Mereka terlihat begitu akrab…ya, begitu dekat…

Sedangkan aku hanya bisa berdiri di sini tanpa melakukan apa pun…

Tak lama kemudian, sang ibu selesai mengeringkan rambut putrinya dan memasukkan sapu tangannya ke dalam tas kecilnya. Ia meraih tangan putrinya dan mengajaknya beranjak dari tempat itu. Setelah berjalan beberapa langkah, anak itu menoleh ke tempatku berdiri, menyadari bahwa aku masih berada di tempat yang sama. Lalu, ia melambaikan tangannya dan tersenyum dengan sangat ramah.

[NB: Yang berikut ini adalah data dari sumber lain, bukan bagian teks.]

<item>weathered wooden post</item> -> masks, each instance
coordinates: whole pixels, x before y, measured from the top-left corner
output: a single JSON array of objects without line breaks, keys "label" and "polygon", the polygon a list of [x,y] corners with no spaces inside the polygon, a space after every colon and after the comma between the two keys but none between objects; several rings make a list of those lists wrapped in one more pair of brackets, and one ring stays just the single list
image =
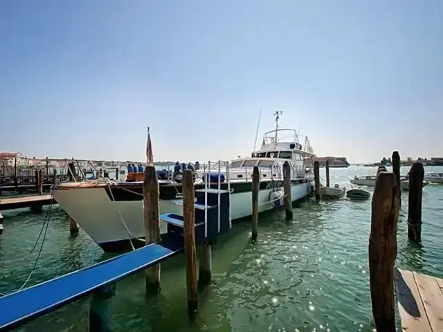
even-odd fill
[{"label": "weathered wooden post", "polygon": [[199,250],[199,285],[205,286],[213,278],[213,250],[210,243],[201,246]]},{"label": "weathered wooden post", "polygon": [[3,216],[0,212],[0,235],[3,234]]},{"label": "weathered wooden post", "polygon": [[53,185],[57,185],[57,169],[53,169]]},{"label": "weathered wooden post", "polygon": [[408,205],[408,238],[415,242],[422,239],[422,201],[424,169],[421,163],[415,163],[409,171],[409,199]]},{"label": "weathered wooden post", "polygon": [[372,315],[378,332],[395,332],[394,263],[399,192],[394,173],[382,172],[372,196],[369,273]]},{"label": "weathered wooden post", "polygon": [[68,215],[68,222],[69,223],[69,233],[71,235],[78,234],[80,227],[78,227],[78,224],[77,223],[77,222],[69,215]]},{"label": "weathered wooden post", "polygon": [[318,160],[314,162],[314,181],[315,183],[316,201],[320,201],[320,164]]},{"label": "weathered wooden post", "polygon": [[39,195],[42,195],[43,194],[43,170],[39,169],[37,175],[38,187],[37,192],[38,192]]},{"label": "weathered wooden post", "polygon": [[260,187],[260,172],[258,167],[254,166],[252,172],[252,237],[253,241],[258,235],[258,193]]},{"label": "weathered wooden post", "polygon": [[[148,246],[160,241],[160,222],[159,213],[160,194],[159,178],[154,165],[145,168],[143,178],[143,219],[145,225],[145,243]],[[146,294],[160,290],[160,264],[146,269]]]},{"label": "weathered wooden post", "polygon": [[291,165],[287,160],[283,163],[283,190],[284,193],[284,212],[286,220],[292,220],[292,194],[291,193]]},{"label": "weathered wooden post", "polygon": [[17,178],[17,156],[14,158],[14,185],[15,186],[15,191],[17,192],[19,186],[19,180]]},{"label": "weathered wooden post", "polygon": [[399,206],[401,208],[401,181],[400,181],[400,155],[398,151],[392,152],[391,157],[392,163],[392,173],[395,174],[397,187],[399,191]]},{"label": "weathered wooden post", "polygon": [[116,295],[116,284],[98,288],[92,294],[89,304],[89,331],[111,332],[112,297]]},{"label": "weathered wooden post", "polygon": [[191,169],[186,169],[183,173],[182,188],[188,311],[190,315],[192,315],[197,309],[197,279],[194,219],[195,194],[194,192],[193,172]]},{"label": "weathered wooden post", "polygon": [[326,159],[326,163],[325,164],[325,169],[326,170],[326,187],[329,186],[329,160]]}]

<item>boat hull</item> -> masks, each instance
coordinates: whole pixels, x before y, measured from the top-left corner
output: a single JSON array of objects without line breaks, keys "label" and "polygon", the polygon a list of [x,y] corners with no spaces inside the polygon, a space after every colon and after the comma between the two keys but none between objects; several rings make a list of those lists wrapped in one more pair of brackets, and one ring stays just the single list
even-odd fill
[{"label": "boat hull", "polygon": [[[251,187],[251,183],[246,185],[248,188]],[[259,212],[271,210],[280,203],[266,203],[271,200],[270,198],[274,191],[272,187],[267,185],[260,183]],[[232,183],[231,186],[235,188]],[[311,194],[312,183],[304,179],[293,181],[291,190],[293,201],[298,201]],[[114,192],[114,190],[112,191]],[[160,213],[182,214],[182,208],[174,204],[172,199],[161,199],[161,189]],[[57,203],[105,251],[116,251],[126,248],[130,246],[130,237],[145,237],[141,195],[133,192],[132,196],[129,195],[129,199],[126,199],[119,197],[118,194],[116,196],[119,199],[111,199],[109,188],[105,187],[73,187],[69,190],[54,190],[54,198]],[[251,190],[238,193],[234,190],[230,199],[233,220],[252,214]],[[167,232],[165,222],[160,221],[160,228],[161,233]],[[133,239],[132,243],[134,246],[143,244],[143,242],[138,239]]]}]

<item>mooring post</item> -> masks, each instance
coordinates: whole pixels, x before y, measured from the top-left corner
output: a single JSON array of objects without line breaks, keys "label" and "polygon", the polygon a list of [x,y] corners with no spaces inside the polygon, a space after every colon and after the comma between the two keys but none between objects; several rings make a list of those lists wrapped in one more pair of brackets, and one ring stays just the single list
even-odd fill
[{"label": "mooring post", "polygon": [[283,192],[286,220],[292,220],[292,194],[291,194],[291,165],[283,163]]},{"label": "mooring post", "polygon": [[199,252],[199,285],[205,286],[213,277],[212,246],[205,243],[200,246]]},{"label": "mooring post", "polygon": [[395,174],[397,187],[399,191],[399,206],[401,208],[401,181],[400,181],[400,155],[398,151],[392,152],[392,173]]},{"label": "mooring post", "polygon": [[397,257],[399,192],[392,172],[382,172],[372,195],[369,273],[372,315],[378,332],[395,331],[394,263]]},{"label": "mooring post", "polygon": [[326,163],[325,164],[325,169],[326,170],[326,187],[329,186],[329,160],[326,159]]},{"label": "mooring post", "polygon": [[57,185],[57,169],[53,169],[53,185]]},{"label": "mooring post", "polygon": [[[145,225],[145,244],[160,241],[160,222],[159,221],[160,194],[159,178],[154,165],[145,168],[143,178],[143,219]],[[160,264],[146,269],[146,294],[160,290]]]},{"label": "mooring post", "polygon": [[408,205],[408,238],[419,242],[422,239],[422,201],[424,169],[421,163],[415,163],[409,171],[409,199]]},{"label": "mooring post", "polygon": [[3,216],[0,212],[0,235],[3,234]]},{"label": "mooring post", "polygon": [[254,166],[252,172],[252,237],[253,241],[258,236],[258,193],[260,187],[260,172]]},{"label": "mooring post", "polygon": [[314,162],[314,181],[316,189],[316,201],[320,201],[320,164],[318,160]]},{"label": "mooring post", "polygon": [[39,195],[42,195],[43,194],[43,170],[39,169],[37,175],[38,187],[37,187],[37,192],[38,192]]},{"label": "mooring post", "polygon": [[80,227],[78,227],[78,224],[77,223],[77,222],[69,215],[68,215],[68,221],[69,222],[69,233],[71,235],[78,234]]},{"label": "mooring post", "polygon": [[188,312],[190,315],[192,315],[197,309],[197,279],[194,219],[195,194],[194,192],[193,172],[191,169],[186,169],[183,173],[182,189]]},{"label": "mooring post", "polygon": [[112,297],[116,295],[116,284],[100,287],[92,294],[89,304],[89,331],[111,332]]}]

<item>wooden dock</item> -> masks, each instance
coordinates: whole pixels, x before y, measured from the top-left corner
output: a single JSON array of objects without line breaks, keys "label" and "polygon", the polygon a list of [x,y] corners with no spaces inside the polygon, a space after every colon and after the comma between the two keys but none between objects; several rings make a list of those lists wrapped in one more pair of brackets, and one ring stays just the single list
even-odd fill
[{"label": "wooden dock", "polygon": [[394,280],[401,330],[443,331],[443,279],[396,268]]},{"label": "wooden dock", "polygon": [[19,209],[22,208],[36,208],[56,203],[51,195],[23,196],[0,199],[0,211],[5,210]]}]

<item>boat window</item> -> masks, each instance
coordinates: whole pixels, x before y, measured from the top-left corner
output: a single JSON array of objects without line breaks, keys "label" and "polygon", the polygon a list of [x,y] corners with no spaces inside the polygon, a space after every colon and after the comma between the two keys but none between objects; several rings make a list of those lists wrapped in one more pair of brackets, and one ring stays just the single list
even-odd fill
[{"label": "boat window", "polygon": [[277,155],[278,154],[278,151],[271,151],[271,152],[268,152],[266,155],[266,158],[277,158]]},{"label": "boat window", "polygon": [[284,159],[291,159],[292,158],[292,151],[280,151],[280,156],[278,158],[282,158]]},{"label": "boat window", "polygon": [[257,160],[255,159],[252,160],[245,160],[245,162],[243,163],[243,167],[253,167],[254,166],[255,166],[256,163],[257,163]]},{"label": "boat window", "polygon": [[271,168],[273,163],[272,160],[260,160],[258,163],[258,167],[261,168]]},{"label": "boat window", "polygon": [[234,161],[230,163],[230,168],[238,168],[242,166],[242,163],[243,163],[243,160]]}]

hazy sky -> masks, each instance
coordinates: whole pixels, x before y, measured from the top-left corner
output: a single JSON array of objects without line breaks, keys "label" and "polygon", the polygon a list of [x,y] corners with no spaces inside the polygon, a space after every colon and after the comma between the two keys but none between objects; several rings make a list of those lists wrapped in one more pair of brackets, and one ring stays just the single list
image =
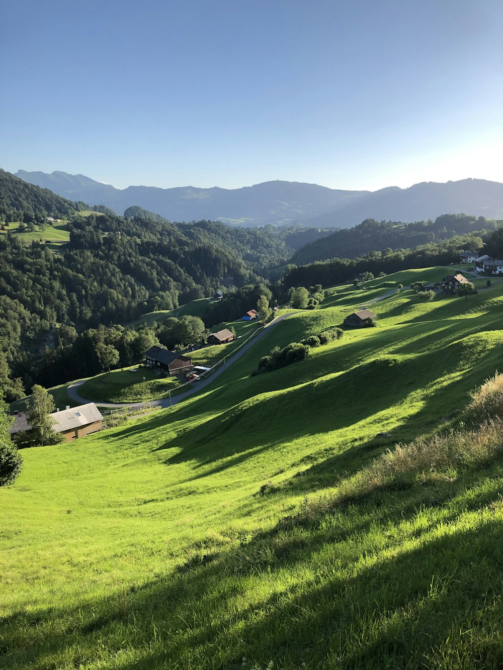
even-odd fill
[{"label": "hazy sky", "polygon": [[0,166],[503,182],[502,0],[0,0]]}]

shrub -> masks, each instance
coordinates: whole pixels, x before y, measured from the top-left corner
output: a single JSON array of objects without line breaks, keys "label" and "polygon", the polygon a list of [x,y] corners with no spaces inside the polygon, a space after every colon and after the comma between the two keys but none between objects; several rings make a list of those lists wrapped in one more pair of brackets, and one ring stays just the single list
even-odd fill
[{"label": "shrub", "polygon": [[417,291],[417,297],[422,302],[431,302],[435,297],[435,291]]},{"label": "shrub", "polygon": [[328,343],[331,342],[334,338],[332,334],[327,330],[324,332],[318,333],[317,337],[320,340],[320,344],[328,344]]},{"label": "shrub", "polygon": [[284,364],[290,365],[306,358],[309,355],[309,347],[300,342],[293,342],[282,350],[282,358],[285,361]]},{"label": "shrub", "polygon": [[252,373],[252,376],[261,373],[271,372],[286,365],[290,365],[299,360],[304,360],[309,354],[309,347],[301,342],[292,342],[282,349],[275,346],[271,349],[268,356],[264,356],[259,361],[257,370]]},{"label": "shrub", "polygon": [[301,340],[300,344],[304,344],[307,346],[316,347],[319,346],[321,342],[317,335],[310,335],[309,337],[306,337],[304,338],[304,340]]}]

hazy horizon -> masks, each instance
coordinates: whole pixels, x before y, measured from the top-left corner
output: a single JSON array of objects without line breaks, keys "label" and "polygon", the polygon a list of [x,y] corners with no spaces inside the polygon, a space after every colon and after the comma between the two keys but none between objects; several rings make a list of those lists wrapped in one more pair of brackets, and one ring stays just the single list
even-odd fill
[{"label": "hazy horizon", "polygon": [[[0,166],[0,167],[1,167],[1,166]],[[5,168],[4,168],[4,169],[5,169]],[[323,188],[330,188],[330,189],[339,190],[369,191],[370,192],[375,192],[376,191],[378,191],[378,190],[380,190],[384,189],[384,188],[401,188],[401,189],[405,190],[405,189],[407,189],[407,188],[410,188],[412,186],[417,186],[418,184],[428,184],[428,183],[430,183],[430,184],[447,184],[449,182],[460,182],[460,181],[463,181],[464,180],[486,180],[486,181],[490,181],[490,182],[497,182],[498,184],[503,183],[503,180],[502,180],[502,181],[499,181],[498,182],[498,180],[488,180],[488,179],[486,179],[486,178],[484,178],[484,177],[476,177],[476,176],[467,176],[467,177],[461,177],[459,179],[455,179],[455,179],[447,179],[445,181],[442,181],[442,182],[438,181],[437,180],[431,180],[431,179],[427,179],[427,180],[426,180],[425,179],[425,180],[423,180],[421,182],[415,182],[414,184],[409,184],[407,186],[399,186],[397,184],[387,184],[386,186],[382,186],[382,187],[380,187],[379,188],[376,188],[376,189],[364,188],[357,188],[357,187],[355,187],[355,188],[348,187],[347,188],[343,188],[343,187],[339,187],[339,186],[329,186],[326,184],[319,184],[319,183],[318,183],[317,182],[301,182],[298,179],[291,179],[291,180],[286,180],[286,179],[270,179],[270,180],[266,180],[265,181],[262,180],[261,182],[255,182],[253,184],[241,184],[240,186],[230,186],[230,187],[221,186],[218,184],[211,184],[211,185],[209,185],[209,184],[203,184],[203,185],[201,185],[201,184],[194,184],[194,183],[188,183],[188,184],[174,184],[172,186],[171,186],[171,185],[170,186],[162,186],[162,184],[146,184],[146,183],[139,183],[139,182],[136,183],[136,184],[126,184],[125,186],[117,186],[116,184],[112,184],[110,182],[100,182],[99,180],[95,179],[93,176],[92,174],[85,174],[83,172],[76,172],[76,173],[72,174],[72,173],[70,173],[70,172],[67,172],[66,170],[52,170],[51,172],[46,172],[45,170],[25,170],[25,168],[18,168],[18,170],[13,171],[12,172],[12,174],[15,174],[17,172],[21,172],[21,171],[22,172],[44,172],[45,174],[52,174],[54,172],[62,172],[62,173],[65,173],[66,174],[69,174],[71,176],[77,176],[78,175],[80,175],[80,176],[82,176],[83,177],[87,177],[87,178],[89,178],[90,179],[92,179],[92,180],[93,180],[95,182],[98,182],[99,184],[103,184],[104,186],[113,186],[114,188],[117,188],[117,189],[119,189],[120,190],[123,190],[124,189],[127,188],[129,186],[153,186],[153,187],[156,188],[162,188],[162,189],[169,189],[169,188],[201,188],[201,189],[205,189],[205,190],[209,190],[211,188],[220,188],[220,189],[222,189],[223,190],[235,190],[239,189],[239,188],[250,188],[252,186],[260,186],[261,184],[270,183],[272,182],[288,182],[288,183],[290,183],[290,184],[310,184],[311,186],[321,186],[321,187],[323,187]],[[10,170],[7,170],[7,172],[10,172]]]},{"label": "hazy horizon", "polygon": [[496,0],[26,0],[2,17],[9,172],[119,188],[503,182]]}]

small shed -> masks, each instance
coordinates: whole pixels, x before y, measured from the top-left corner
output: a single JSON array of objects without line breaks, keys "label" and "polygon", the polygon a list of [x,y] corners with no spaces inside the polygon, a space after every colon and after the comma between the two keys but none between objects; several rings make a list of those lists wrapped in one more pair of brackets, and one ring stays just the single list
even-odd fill
[{"label": "small shed", "polygon": [[353,312],[344,319],[345,326],[352,326],[355,328],[361,328],[366,326],[368,319],[375,319],[376,315],[370,310],[360,310],[359,312]]},{"label": "small shed", "polygon": [[229,328],[223,328],[216,333],[211,333],[208,336],[209,344],[224,344],[227,342],[232,342],[234,334],[231,332]]},{"label": "small shed", "polygon": [[475,263],[478,255],[476,251],[460,251],[459,263]]},{"label": "small shed", "polygon": [[145,354],[146,364],[152,370],[164,371],[169,375],[190,372],[194,366],[188,356],[177,354],[162,346],[151,346]]}]

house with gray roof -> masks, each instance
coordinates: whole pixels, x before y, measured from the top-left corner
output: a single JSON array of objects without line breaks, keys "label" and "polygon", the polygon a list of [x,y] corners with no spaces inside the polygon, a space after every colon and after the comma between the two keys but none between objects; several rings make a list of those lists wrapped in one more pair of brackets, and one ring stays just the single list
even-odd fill
[{"label": "house with gray roof", "polygon": [[355,328],[362,328],[368,326],[371,319],[375,319],[376,315],[370,310],[360,310],[353,312],[344,319],[345,326],[352,326]]},{"label": "house with gray roof", "polygon": [[[95,433],[103,427],[103,417],[94,403],[87,403],[76,407],[67,405],[65,409],[61,411],[58,409],[50,416],[52,417],[54,430],[64,435],[67,442]],[[28,433],[32,429],[27,412],[19,412],[14,415],[14,423],[9,432],[15,436]]]}]

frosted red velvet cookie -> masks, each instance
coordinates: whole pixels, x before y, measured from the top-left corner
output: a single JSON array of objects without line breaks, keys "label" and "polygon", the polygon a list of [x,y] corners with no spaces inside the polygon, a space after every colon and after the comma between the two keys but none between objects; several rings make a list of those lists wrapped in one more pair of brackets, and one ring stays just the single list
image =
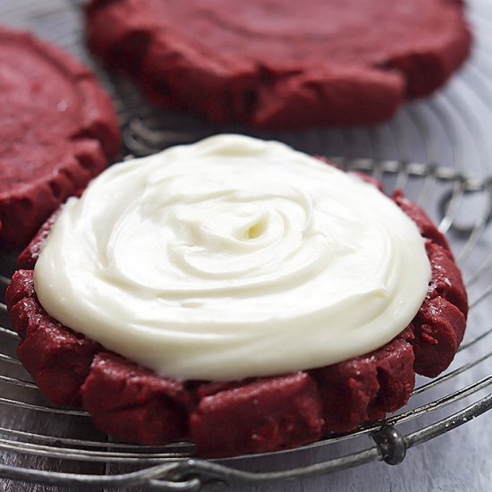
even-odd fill
[{"label": "frosted red velvet cookie", "polygon": [[[384,418],[416,372],[451,363],[468,302],[425,213],[363,181],[238,136],[113,166],[21,256],[6,294],[19,359],[47,397],[82,405],[103,431],[189,439],[202,456],[291,448]],[[354,212],[369,199],[377,213]],[[55,282],[59,308],[44,286],[52,267],[70,271]]]},{"label": "frosted red velvet cookie", "polygon": [[61,49],[0,27],[0,250],[23,248],[120,147],[109,98]]},{"label": "frosted red velvet cookie", "polygon": [[286,129],[374,123],[470,51],[460,0],[93,0],[88,39],[154,102]]}]

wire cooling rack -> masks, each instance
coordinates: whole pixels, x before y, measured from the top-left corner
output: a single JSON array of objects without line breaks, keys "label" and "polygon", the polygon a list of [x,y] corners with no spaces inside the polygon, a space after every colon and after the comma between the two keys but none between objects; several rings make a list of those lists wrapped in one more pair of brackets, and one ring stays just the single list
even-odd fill
[{"label": "wire cooling rack", "polygon": [[[30,29],[93,64],[81,43],[80,2],[10,2],[3,19]],[[28,10],[28,8],[30,10]],[[29,13],[27,13],[29,12]],[[84,411],[51,406],[15,357],[17,335],[0,302],[0,477],[38,484],[156,490],[199,490],[312,477],[376,460],[398,464],[406,450],[492,408],[492,8],[474,0],[471,60],[433,98],[412,103],[387,124],[345,131],[268,135],[347,170],[403,189],[439,224],[463,272],[469,325],[454,362],[433,380],[418,378],[409,404],[386,420],[301,449],[222,461],[197,459],[191,445],[148,447],[111,442]],[[94,65],[93,65],[94,66]],[[98,72],[106,75],[95,66]],[[157,112],[124,81],[105,81],[123,129],[126,155],[143,156],[208,134],[241,131]],[[0,299],[15,267],[0,257]],[[473,425],[470,423],[468,425]],[[368,436],[370,439],[368,439]],[[316,451],[316,453],[314,453]],[[316,461],[313,460],[316,456]]]}]

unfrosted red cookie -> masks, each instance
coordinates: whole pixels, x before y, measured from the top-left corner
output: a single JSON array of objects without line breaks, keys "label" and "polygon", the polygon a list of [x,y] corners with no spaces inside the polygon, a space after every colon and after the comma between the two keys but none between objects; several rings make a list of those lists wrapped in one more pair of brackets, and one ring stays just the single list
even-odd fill
[{"label": "unfrosted red cookie", "polygon": [[3,27],[0,93],[0,250],[20,249],[118,154],[120,131],[87,68]]},{"label": "unfrosted red cookie", "polygon": [[386,120],[471,47],[460,0],[92,0],[87,18],[152,101],[255,128]]},{"label": "unfrosted red cookie", "polygon": [[148,445],[190,439],[204,457],[295,447],[383,419],[407,403],[415,373],[434,377],[451,363],[468,312],[445,238],[401,192],[393,199],[426,239],[432,274],[412,322],[370,353],[243,381],[161,377],[75,334],[40,306],[30,268],[49,233],[48,222],[21,255],[20,267],[28,269],[14,274],[6,293],[12,324],[22,340],[19,359],[46,396],[59,404],[81,403],[101,430]]}]

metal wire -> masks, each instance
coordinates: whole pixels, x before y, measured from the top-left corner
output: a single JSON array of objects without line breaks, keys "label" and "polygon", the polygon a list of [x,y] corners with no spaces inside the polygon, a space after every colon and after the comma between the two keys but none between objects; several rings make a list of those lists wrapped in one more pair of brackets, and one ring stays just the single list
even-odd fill
[{"label": "metal wire", "polygon": [[[81,2],[73,0],[72,4],[76,9],[75,4]],[[479,35],[485,29],[483,25],[491,21],[488,12],[480,10],[482,4],[481,0],[476,0],[470,13]],[[21,7],[16,5],[12,2],[9,12],[18,15]],[[73,23],[75,21],[70,21],[68,13],[48,17],[46,21],[53,30],[53,40],[79,53],[81,39],[74,36],[80,36],[81,28]],[[329,473],[375,460],[396,464],[404,459],[408,448],[492,409],[492,352],[483,348],[487,345],[483,342],[492,335],[492,327],[485,326],[484,321],[489,318],[486,301],[492,298],[492,144],[484,131],[489,127],[484,122],[492,122],[492,110],[488,106],[492,100],[492,73],[483,63],[492,60],[491,56],[492,44],[479,44],[471,63],[445,90],[429,101],[408,105],[386,125],[275,136],[258,134],[284,140],[313,154],[332,156],[347,171],[361,171],[382,179],[388,191],[404,190],[447,234],[466,279],[470,323],[455,362],[444,375],[420,384],[407,407],[384,421],[298,450],[242,457],[242,462],[256,460],[259,471],[255,472],[238,470],[234,466],[237,459],[195,459],[194,447],[187,443],[150,447],[109,442],[96,433],[81,438],[77,429],[81,424],[90,425],[88,414],[50,406],[15,357],[18,337],[8,324],[6,306],[1,302],[14,260],[0,257],[0,410],[2,413],[10,410],[20,417],[26,416],[15,420],[20,422],[17,427],[10,422],[7,425],[0,418],[0,450],[13,462],[0,465],[0,476],[77,489],[140,485],[156,490],[202,490],[223,483],[264,484]],[[204,125],[195,118],[157,112],[142,101],[127,81],[115,80],[111,84],[129,156],[148,155],[170,145],[231,131]],[[472,162],[469,161],[471,156]],[[469,204],[469,200],[473,203]],[[488,246],[484,248],[484,242]],[[470,376],[472,371],[474,377]],[[63,419],[66,423],[64,432],[58,435],[49,425],[25,428],[23,422],[31,415],[46,418],[48,423]],[[370,445],[368,436],[372,438]],[[342,443],[356,449],[346,452]],[[309,452],[312,449],[327,450],[330,457],[310,462]],[[270,470],[270,458],[282,454],[295,457],[299,465],[262,471]],[[48,465],[46,469],[26,468],[21,460],[24,455],[48,462],[55,459],[57,462],[131,465],[139,470],[109,474],[104,470],[92,474],[65,473],[53,471]]]}]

Hei, bahkan senyumannya pun sangat mirip dengan orang itu…

Aku tersenyum pahit, membalas senyumannya…

Ternyata apa yang kuulang-ulang selama ini di hatiku tidak sampai ke telinganya. Mungkin seharusnya aku meneriakkannya setiap hari sehingga aku tidak perlu berdiri di sini hari ini.

Lalu orang-orang itu berlalu dari hadapanku, menghilang di tengah hujan, tenggelam ditelan gemericik hujan yang kini mulai berdengung di telingaku.

Seandainya aku bisa menggunakan suaraku saat ini, ingin rasanya aku berkata,

"Hei, Dik…kau tanya siapa yang aku tunggu? Aku menunggu orang itu…orang yang memiliki senyuman yang sama denganmu…"

"Hei, Shinichi…Kapan kau akan pulang?"